# P226 X6 LW 9mm



## Chad (Jul 19, 2013)

Last week tried various ammo at 25yds from the bench. Fed HST 147+P is top right group w/ Speer GD 124 bottom left. ASYM 115JHP is center and bottom right, some 147 practice top left:





*three shots near the post at 6 o'clock was me messing with the trigger length of pull.

Found a local to do up a holster and mag pouches. Does good work, fast, had the holster and pouches done in 2 days: http://www.cbkydex.com/CBKydex/Home.html






Spent a few hours doing all the standard stuff on a timer at 7yds - draw, reloads, checking splits etc..

Finished doing some groups offhand to see how the LAX ammo shot: http://www.laxammo.com/

Top tgt is 10rds at 15yds, middle tgt is 10rds at 25yds and the bottom is 5rds at 5yds, 5rds at 10yds and 5 rds at 15yds:


----------



## policemedic (Jul 19, 2013)

I want your job.


----------



## Mac_NZ (Jul 19, 2013)

I got all excited when I saw P226, then I saw that, thing....

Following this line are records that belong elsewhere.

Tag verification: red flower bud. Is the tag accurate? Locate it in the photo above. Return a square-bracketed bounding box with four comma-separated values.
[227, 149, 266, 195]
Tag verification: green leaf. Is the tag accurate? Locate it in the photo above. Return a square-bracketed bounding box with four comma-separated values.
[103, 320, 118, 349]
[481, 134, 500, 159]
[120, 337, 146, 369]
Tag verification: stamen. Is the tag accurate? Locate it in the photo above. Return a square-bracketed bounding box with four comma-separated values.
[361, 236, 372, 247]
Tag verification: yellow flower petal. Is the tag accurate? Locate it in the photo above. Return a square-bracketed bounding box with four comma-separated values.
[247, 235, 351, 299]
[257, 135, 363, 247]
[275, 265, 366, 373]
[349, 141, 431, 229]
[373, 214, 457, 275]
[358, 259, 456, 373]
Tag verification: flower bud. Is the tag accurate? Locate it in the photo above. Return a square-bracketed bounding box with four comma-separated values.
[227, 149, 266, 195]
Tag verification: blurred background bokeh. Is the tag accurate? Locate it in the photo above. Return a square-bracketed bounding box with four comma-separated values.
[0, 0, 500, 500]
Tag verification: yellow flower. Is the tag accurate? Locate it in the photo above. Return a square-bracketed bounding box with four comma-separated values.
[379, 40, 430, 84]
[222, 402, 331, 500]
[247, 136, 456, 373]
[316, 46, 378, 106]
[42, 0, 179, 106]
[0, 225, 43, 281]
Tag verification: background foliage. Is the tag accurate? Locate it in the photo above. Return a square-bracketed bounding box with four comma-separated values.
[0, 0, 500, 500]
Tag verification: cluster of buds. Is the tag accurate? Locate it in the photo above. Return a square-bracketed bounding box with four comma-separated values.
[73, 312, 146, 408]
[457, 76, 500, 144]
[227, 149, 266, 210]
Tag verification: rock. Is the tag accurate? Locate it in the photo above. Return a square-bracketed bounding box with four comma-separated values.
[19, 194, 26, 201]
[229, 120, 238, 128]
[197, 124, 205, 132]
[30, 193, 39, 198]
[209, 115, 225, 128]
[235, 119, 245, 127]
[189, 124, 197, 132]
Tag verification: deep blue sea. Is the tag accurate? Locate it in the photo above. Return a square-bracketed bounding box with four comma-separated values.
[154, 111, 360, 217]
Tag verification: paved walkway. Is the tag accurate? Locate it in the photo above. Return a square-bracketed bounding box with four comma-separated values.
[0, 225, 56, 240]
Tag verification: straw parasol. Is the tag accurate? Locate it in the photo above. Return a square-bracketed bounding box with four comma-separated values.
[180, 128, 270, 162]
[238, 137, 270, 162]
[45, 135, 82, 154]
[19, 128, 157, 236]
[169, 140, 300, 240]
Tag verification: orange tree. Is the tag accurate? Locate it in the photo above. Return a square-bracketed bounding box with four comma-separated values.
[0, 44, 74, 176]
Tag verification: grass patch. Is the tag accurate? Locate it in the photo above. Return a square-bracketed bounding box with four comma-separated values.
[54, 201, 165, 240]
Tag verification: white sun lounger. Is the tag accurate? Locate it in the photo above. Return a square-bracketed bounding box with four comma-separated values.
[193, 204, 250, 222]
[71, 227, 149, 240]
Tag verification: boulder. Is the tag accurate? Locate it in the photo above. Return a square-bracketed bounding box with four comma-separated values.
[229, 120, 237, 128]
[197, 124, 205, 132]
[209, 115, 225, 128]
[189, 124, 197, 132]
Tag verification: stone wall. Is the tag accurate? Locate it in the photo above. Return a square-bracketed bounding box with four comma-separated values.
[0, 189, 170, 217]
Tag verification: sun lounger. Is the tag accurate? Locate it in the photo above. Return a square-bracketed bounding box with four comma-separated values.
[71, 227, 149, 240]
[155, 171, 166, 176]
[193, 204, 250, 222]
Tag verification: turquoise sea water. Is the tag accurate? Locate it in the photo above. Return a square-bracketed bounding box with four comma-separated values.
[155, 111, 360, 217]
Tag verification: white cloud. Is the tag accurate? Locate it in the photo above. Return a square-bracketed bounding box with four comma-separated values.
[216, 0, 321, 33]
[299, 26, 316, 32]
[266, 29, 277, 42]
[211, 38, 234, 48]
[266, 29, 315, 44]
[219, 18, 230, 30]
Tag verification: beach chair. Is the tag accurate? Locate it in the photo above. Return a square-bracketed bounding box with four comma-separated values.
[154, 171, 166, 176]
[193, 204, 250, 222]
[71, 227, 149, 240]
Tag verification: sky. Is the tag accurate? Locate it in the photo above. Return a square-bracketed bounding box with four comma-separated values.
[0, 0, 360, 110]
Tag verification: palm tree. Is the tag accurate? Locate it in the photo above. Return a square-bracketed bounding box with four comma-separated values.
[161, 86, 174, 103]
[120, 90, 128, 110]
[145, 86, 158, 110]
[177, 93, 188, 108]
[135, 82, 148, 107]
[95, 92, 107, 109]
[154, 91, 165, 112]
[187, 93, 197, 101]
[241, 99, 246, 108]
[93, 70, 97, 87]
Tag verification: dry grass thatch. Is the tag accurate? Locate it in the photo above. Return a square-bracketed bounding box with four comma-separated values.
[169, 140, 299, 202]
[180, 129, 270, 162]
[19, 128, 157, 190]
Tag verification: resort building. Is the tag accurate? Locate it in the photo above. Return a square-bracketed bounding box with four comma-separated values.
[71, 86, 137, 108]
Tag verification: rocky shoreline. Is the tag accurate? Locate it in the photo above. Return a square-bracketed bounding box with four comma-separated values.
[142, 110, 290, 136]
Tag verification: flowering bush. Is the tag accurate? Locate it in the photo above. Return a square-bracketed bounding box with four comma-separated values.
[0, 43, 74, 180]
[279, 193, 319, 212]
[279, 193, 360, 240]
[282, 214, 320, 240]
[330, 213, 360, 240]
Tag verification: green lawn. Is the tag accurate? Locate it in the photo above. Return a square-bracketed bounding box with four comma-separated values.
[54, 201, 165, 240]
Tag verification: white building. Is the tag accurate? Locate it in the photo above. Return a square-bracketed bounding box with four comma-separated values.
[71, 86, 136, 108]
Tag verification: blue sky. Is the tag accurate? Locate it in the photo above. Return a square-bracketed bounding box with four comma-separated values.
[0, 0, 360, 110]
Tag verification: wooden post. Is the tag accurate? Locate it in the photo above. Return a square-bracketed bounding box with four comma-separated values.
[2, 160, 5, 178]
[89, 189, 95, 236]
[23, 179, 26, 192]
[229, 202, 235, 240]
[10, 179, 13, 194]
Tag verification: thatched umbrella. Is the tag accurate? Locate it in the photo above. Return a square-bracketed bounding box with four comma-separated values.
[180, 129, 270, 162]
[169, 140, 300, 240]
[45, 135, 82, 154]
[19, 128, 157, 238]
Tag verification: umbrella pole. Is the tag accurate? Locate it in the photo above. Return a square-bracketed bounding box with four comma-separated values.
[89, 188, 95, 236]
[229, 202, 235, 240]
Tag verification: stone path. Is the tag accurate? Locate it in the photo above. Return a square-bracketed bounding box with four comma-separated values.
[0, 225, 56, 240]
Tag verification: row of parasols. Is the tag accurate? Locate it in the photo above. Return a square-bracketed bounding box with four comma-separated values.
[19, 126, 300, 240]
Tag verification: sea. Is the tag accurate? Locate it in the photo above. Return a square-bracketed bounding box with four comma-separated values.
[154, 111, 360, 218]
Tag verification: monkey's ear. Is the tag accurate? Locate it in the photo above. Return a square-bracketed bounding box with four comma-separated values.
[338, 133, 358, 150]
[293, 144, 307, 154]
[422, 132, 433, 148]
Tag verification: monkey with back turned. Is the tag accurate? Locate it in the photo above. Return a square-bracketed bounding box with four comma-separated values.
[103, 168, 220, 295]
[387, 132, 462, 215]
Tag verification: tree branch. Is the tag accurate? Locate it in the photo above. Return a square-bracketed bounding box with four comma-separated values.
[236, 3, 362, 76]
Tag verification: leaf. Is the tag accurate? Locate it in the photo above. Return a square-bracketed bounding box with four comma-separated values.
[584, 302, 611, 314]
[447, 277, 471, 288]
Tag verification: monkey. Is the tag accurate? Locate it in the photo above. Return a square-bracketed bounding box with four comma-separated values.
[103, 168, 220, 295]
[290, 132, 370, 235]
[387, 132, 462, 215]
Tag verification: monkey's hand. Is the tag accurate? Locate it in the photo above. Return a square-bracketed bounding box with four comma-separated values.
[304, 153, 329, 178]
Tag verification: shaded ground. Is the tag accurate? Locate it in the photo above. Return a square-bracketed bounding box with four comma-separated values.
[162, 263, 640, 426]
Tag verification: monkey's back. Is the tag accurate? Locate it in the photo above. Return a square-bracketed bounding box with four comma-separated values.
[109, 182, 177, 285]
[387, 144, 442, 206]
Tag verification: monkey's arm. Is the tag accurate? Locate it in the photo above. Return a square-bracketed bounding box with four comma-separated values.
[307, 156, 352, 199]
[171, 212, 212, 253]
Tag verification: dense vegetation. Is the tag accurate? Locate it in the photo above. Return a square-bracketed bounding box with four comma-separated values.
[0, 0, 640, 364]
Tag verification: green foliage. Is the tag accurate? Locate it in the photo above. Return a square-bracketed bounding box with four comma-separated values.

Dear America, please stop adding stupid crap to arguably the worlds finest combat pistol to make it look like a .45.

That is all.


----------



## Chad (Jul 19, 2013)

To reach someone who cares about your opinion:

http://www.sigsauer.de/deutsch/kontakt.html

That is all.


----------



## Mac_NZ (Jul 19, 2013)

Touché


----------